This sounds like something my wife would say. She hates confrontation so she'll avoid it instead of dealing with it. That just leads to her feeling trapped and victimized all of the time: at work, at church, wherever... She runs at the first sign of conflict and then holds a grudge about it for the rest if her life. My attitude is that you'll always run into thoughtless people so you better learn how to cope.


----------



## LoriC (Feb 18, 2013)

Your husband MUST put you first. I also have had problems with my MIL for 23 years. My H has always supported me whether I was right or wrong no matter what. I am first. 

I dont know how you put up with it, I know I couldnt. Good Luck.


----------



## Joey Joe Joe Jr. Shabadoo (Mar 22, 2013)

center1 said:


> My in-laws hate me. My husband and I have only been together for 2 and 1/2 years and we live far away so they've never gotten to know me. I assume it's many reasons, ie religion, money, etc. When he Skype's with them, they say hi to everyone in the room but me. LIke, they personally address everyone ( "hi John, hi Jamie", etc.) but will completely ignore me even though I'm sitting right next to the people they say hi to. They do the same with their good-byes. We have babies and I'm always the one to go home because my husband works a lot. So I'm expected to take the kids to see them and I dread it. They hurt my feelings and I can't stand them. My husband doesn't care. I'm pretty much last on his list too. Does anyone else have this problem? How do you deal with it?


I dealt with this problem with my inlaws for a lot of years and my wife was similarly unconcerned. It wasn't that she hated me, it was that to her in laws are supposed to hate their son in law, especially her dad. She also had a view of her parents as perfect people with a perfect marriage. I did a lot for them over the years but I was always garbage to them. Things only changed for my wife when her family had some problems of their own creation and she saw they weren't the perfect family she thought, but instead were as dysfunctional as every other family on the planet. Now when they give me trouble she helps out, but that took years.


----------



## daMan (Dec 18, 2012)

Dear Center1,

I'm not sure if you provided the whole story here. You started with "My in-laws hate me" but didn't go into details of what is the cause of this hatred. 
So people are giving you advices with the assumption that your in-laws hate you for no reason, which may or may not be fair if you don't provide both sides of the story.



center1 said:


> When he Skype's with them... completely ignore me even though I'm sitting right next to the people they say hi to. They do the same with their good-byes.


Just don't participate in these skype calls any more. If they don't want to talk to you, why should you put yourself in this frustrating situation? You are in control of this situation, not them.



center1 said:


> So I'm expected to take the kids to see them and I dread it.


Why are you expected to take the kids to them? Who expect that and why? Sounds like they don't welcome you so why should you do that? 
Again, sounds like we don't have the full story to provide a fair recommendations to the situation.



center1 said:


> They hurt my feelings and I can't stand them. My husband doesn't care. I'm pretty much last on his list too.

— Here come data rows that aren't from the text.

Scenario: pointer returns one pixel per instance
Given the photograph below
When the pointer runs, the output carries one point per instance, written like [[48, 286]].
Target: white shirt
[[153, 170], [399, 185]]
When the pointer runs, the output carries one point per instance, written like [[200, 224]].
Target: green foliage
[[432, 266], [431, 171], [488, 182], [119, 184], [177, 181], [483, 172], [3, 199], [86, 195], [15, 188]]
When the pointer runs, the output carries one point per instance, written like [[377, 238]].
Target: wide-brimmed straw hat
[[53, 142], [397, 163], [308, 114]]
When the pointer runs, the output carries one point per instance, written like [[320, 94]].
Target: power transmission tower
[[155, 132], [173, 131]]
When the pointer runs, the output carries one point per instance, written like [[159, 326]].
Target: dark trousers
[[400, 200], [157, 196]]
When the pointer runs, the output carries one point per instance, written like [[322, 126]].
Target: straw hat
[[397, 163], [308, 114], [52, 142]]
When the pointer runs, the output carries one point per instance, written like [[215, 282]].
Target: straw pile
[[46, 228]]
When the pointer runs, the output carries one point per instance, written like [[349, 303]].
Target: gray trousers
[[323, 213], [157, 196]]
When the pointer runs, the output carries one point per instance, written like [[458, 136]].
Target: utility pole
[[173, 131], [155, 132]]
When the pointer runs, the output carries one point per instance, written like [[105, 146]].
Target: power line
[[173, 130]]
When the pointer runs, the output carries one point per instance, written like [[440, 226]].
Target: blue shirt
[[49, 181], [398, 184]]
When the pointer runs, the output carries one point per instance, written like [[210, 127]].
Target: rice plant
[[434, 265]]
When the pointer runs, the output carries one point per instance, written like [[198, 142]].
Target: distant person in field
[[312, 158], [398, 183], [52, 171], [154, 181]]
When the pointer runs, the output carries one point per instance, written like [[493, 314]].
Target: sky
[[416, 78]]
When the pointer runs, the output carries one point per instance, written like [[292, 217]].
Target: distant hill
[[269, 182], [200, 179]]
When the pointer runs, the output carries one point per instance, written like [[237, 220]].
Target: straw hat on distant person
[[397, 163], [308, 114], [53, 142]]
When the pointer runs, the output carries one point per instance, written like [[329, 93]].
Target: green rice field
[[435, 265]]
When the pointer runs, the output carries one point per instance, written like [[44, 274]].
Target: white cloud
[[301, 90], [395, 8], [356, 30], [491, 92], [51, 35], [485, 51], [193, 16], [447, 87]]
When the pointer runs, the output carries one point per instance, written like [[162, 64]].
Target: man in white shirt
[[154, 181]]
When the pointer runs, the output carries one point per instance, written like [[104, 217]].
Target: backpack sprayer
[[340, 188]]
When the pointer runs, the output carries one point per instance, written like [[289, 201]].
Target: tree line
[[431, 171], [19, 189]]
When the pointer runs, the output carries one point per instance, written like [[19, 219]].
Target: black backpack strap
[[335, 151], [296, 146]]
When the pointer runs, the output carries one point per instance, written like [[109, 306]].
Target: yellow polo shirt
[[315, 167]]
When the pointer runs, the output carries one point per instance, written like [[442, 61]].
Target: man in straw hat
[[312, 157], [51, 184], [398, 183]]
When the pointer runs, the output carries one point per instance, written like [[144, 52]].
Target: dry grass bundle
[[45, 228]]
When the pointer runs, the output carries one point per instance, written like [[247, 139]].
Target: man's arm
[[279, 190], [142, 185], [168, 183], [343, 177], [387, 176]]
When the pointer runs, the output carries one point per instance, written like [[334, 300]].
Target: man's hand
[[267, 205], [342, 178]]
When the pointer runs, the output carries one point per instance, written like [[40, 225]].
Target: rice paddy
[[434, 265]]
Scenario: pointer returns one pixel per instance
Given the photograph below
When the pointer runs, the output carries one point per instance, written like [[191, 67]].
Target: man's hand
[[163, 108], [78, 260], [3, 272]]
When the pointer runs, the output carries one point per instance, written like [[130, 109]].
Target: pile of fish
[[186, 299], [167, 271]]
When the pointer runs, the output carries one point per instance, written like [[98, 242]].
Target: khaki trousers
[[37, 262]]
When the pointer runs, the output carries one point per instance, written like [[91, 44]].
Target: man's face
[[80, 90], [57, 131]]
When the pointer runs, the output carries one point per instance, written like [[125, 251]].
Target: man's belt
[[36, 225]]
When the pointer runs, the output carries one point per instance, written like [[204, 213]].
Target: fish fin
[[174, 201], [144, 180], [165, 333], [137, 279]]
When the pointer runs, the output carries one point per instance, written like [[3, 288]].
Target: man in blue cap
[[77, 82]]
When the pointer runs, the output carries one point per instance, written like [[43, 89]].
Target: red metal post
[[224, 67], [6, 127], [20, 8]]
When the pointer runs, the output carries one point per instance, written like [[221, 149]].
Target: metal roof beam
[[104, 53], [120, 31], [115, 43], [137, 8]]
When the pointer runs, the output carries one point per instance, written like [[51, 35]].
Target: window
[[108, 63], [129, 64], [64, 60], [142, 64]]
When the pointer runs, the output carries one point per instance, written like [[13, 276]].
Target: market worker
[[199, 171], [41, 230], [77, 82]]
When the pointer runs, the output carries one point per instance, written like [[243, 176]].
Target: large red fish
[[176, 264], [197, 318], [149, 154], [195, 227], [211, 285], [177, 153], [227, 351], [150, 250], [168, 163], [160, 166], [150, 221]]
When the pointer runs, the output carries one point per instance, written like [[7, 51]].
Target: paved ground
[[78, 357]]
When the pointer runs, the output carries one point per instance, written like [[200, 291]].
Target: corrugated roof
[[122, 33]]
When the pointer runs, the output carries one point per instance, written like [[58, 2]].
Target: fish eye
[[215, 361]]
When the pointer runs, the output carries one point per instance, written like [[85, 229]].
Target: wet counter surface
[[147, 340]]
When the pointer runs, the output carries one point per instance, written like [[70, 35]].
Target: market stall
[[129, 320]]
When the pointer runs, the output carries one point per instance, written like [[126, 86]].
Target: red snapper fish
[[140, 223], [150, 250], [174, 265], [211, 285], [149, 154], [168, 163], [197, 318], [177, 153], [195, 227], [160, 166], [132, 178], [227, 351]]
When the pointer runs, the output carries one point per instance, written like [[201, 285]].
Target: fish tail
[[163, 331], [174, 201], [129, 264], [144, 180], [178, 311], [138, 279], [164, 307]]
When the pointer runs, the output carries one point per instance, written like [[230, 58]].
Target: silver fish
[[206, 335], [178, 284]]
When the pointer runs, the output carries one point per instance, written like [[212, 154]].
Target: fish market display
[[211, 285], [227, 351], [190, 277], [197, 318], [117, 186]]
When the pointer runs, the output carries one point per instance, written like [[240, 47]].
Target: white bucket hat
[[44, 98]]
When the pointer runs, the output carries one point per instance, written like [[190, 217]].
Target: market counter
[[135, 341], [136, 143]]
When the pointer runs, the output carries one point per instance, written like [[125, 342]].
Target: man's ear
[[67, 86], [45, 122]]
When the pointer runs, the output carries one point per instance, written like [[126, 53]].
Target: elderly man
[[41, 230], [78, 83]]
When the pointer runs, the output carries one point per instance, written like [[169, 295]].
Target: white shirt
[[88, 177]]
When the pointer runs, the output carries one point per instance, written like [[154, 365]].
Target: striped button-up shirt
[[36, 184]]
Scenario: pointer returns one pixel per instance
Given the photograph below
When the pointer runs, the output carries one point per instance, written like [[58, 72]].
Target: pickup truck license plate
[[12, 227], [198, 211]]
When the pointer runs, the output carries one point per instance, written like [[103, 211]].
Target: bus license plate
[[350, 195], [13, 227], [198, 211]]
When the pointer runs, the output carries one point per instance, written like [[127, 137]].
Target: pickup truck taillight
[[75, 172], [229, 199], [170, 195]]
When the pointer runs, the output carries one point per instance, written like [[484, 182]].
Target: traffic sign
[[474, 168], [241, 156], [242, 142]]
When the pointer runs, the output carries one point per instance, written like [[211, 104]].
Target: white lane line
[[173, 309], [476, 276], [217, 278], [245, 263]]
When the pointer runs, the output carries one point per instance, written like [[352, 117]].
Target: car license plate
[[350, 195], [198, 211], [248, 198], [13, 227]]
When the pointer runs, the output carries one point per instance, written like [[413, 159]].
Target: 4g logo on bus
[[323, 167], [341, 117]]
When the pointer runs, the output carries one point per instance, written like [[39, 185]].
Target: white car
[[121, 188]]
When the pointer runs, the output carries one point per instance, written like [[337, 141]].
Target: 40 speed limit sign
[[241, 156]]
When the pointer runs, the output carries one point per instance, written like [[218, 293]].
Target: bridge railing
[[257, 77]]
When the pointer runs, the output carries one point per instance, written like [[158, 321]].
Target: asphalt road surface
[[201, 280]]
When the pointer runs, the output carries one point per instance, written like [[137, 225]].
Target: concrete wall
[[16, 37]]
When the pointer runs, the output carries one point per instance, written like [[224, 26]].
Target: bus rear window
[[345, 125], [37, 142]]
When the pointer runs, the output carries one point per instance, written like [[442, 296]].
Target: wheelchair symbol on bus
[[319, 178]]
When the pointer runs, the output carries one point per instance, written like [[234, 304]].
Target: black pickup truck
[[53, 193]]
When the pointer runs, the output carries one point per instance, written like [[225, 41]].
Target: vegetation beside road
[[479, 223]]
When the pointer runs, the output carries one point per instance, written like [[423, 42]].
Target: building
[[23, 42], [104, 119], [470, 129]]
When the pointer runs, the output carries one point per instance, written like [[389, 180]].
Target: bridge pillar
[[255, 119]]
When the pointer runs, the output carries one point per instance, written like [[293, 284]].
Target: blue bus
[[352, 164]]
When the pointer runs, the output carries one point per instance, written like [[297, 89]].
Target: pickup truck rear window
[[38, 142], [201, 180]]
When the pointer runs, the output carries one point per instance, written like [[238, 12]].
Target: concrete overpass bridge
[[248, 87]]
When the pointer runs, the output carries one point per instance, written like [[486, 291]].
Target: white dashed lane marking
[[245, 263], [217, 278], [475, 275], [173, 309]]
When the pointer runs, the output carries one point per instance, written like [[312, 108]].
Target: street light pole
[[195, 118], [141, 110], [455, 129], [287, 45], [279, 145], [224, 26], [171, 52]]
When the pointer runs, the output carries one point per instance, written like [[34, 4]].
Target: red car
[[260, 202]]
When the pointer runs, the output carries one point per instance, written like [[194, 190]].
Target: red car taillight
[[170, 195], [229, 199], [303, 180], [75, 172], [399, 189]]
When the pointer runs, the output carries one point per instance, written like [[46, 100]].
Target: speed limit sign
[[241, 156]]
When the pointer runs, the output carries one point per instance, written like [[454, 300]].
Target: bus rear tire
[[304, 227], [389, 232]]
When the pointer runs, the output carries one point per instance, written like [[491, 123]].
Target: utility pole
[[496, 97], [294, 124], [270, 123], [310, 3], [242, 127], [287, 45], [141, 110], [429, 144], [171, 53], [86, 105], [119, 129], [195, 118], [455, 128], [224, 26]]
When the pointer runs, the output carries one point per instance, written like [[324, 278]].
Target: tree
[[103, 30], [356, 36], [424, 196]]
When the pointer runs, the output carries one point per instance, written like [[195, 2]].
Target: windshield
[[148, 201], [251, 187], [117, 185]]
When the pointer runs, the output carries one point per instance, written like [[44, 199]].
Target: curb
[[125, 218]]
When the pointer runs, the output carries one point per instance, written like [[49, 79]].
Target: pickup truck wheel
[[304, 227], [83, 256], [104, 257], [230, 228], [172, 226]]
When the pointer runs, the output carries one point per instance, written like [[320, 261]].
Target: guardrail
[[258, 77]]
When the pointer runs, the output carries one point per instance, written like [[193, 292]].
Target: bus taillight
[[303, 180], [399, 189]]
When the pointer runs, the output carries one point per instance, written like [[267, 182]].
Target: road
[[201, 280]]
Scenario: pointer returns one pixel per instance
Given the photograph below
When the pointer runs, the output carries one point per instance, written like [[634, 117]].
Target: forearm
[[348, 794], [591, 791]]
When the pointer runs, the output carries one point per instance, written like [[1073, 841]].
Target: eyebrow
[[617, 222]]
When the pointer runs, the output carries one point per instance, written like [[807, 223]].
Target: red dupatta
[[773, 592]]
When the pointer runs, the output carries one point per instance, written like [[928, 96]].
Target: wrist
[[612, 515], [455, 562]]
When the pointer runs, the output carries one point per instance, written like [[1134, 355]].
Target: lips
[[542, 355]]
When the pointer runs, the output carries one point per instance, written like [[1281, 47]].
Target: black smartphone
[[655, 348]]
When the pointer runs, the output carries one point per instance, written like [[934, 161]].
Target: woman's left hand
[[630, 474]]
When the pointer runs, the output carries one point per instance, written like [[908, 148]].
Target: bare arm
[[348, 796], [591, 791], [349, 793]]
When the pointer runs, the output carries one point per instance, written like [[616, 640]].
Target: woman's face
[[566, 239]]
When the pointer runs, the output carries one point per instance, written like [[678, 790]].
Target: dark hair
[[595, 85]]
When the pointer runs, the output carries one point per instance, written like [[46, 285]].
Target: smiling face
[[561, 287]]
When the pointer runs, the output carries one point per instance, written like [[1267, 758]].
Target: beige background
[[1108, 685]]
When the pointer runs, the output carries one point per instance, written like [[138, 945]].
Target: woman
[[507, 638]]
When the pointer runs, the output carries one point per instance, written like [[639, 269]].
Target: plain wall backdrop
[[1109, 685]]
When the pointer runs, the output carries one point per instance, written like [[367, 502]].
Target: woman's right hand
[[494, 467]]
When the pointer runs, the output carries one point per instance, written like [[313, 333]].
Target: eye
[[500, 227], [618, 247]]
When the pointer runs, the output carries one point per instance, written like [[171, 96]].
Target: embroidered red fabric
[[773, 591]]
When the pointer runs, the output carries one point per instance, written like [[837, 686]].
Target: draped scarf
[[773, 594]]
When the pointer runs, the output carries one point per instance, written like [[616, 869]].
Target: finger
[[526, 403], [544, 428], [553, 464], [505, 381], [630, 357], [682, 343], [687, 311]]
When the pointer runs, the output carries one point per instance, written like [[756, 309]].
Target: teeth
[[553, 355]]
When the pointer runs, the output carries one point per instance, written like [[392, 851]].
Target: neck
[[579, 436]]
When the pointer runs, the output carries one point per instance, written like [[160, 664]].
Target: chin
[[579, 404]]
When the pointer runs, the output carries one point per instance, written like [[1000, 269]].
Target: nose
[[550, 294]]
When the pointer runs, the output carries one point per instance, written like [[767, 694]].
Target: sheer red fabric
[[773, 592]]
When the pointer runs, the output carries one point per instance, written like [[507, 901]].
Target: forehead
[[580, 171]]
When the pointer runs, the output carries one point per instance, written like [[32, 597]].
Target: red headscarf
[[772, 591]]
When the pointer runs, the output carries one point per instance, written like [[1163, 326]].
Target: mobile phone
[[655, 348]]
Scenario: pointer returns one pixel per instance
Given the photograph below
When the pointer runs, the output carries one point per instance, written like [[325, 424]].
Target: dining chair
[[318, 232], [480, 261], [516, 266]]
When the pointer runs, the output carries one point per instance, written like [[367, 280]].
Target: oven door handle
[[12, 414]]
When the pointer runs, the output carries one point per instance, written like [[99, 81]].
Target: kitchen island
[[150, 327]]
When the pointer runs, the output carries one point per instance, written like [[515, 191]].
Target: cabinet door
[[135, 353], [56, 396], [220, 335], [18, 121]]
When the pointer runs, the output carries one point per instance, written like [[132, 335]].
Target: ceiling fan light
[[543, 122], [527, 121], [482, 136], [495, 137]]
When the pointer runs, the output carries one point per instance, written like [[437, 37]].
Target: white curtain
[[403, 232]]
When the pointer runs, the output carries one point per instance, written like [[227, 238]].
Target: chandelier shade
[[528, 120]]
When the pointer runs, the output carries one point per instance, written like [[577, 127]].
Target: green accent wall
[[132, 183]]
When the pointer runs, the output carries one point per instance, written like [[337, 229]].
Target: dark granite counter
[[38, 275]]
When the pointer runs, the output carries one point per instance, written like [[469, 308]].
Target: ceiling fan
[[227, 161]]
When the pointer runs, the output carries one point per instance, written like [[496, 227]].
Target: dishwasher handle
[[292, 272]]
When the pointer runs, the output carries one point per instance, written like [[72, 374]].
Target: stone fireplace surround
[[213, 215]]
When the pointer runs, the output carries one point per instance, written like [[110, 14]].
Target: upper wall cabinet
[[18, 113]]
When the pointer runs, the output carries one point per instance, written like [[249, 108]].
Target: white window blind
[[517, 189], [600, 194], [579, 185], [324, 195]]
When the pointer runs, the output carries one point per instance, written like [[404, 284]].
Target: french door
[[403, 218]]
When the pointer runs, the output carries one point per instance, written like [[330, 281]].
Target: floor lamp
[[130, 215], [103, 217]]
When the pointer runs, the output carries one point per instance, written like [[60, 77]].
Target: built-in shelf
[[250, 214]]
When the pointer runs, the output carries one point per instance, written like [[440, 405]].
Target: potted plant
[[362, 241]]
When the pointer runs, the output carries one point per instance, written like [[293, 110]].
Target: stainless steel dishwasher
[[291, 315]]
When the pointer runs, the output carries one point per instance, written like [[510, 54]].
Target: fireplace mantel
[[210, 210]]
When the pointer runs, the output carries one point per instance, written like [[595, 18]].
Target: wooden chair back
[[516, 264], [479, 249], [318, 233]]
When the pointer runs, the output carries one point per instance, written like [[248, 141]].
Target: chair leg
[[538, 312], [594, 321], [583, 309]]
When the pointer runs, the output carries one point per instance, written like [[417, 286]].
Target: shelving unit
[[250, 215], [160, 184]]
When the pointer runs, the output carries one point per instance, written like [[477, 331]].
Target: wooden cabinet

Sounds like the real issue is right here! You need to elaborate more of why you think this is the case.



center1 said:


> He's just never home and I feel pushed aside.


???



center1 said:


> He would never, ever stick up for me to his family. He knows they treat me like that but he denies it or minimizes it.


Again, your husband seems to be the problem according to your story. Any man who loves his wife would not let anyone show disrespect to his wife.



center1 said:


> Well, since he never listens to me, he forgot and when they called he acted like he had never heard of the idea before. So of course, they will blame me and hate me because apparently I didn't tell him and don't think his family is important.


The more issues you present, the more you show that your husband is the problem. 
From what you described, you need to clear up these issues with your husband. In the mean time, my advice is: those who don't acknowledge you, you don't acknowledge them, only communicate with those who acknowledge you (his sister?).

I think that there are certain underlining issues that you're not providing, because it's hard for me to believe that your husbands sees all of this happening but he still doesn't see it as a problem. So either he's a big problem or your not telling us what else is happening.


----------



## dallasapple (Jun 20, 2012)

I just read your first post sorry.(Im lazy today) when on skype and they say "Hi John Hi Jamie" and ignore you ...Say HI MOM AND DAD all excited like a cheerleader!What are they gonna do ?Not say hi back?? Then say WE MISS YOU!!!!!So glad to see you !!!..."this is a case of kill um with kindness"..they woudl have to look like the obvious asses to ingore you then..NOT to get on their "good side" but to annoy them as much as they annoy you..Maybe they will change maybe they wont..


----------



## PBear (Nov 16, 2010)

BTW, you say that you've only been together for 2.5 years. How long did you date before you got married? Did your husband treat you the same way before you got married? And where does your husband go when he's not at home, since you say a sign of you being low on his list of priorities?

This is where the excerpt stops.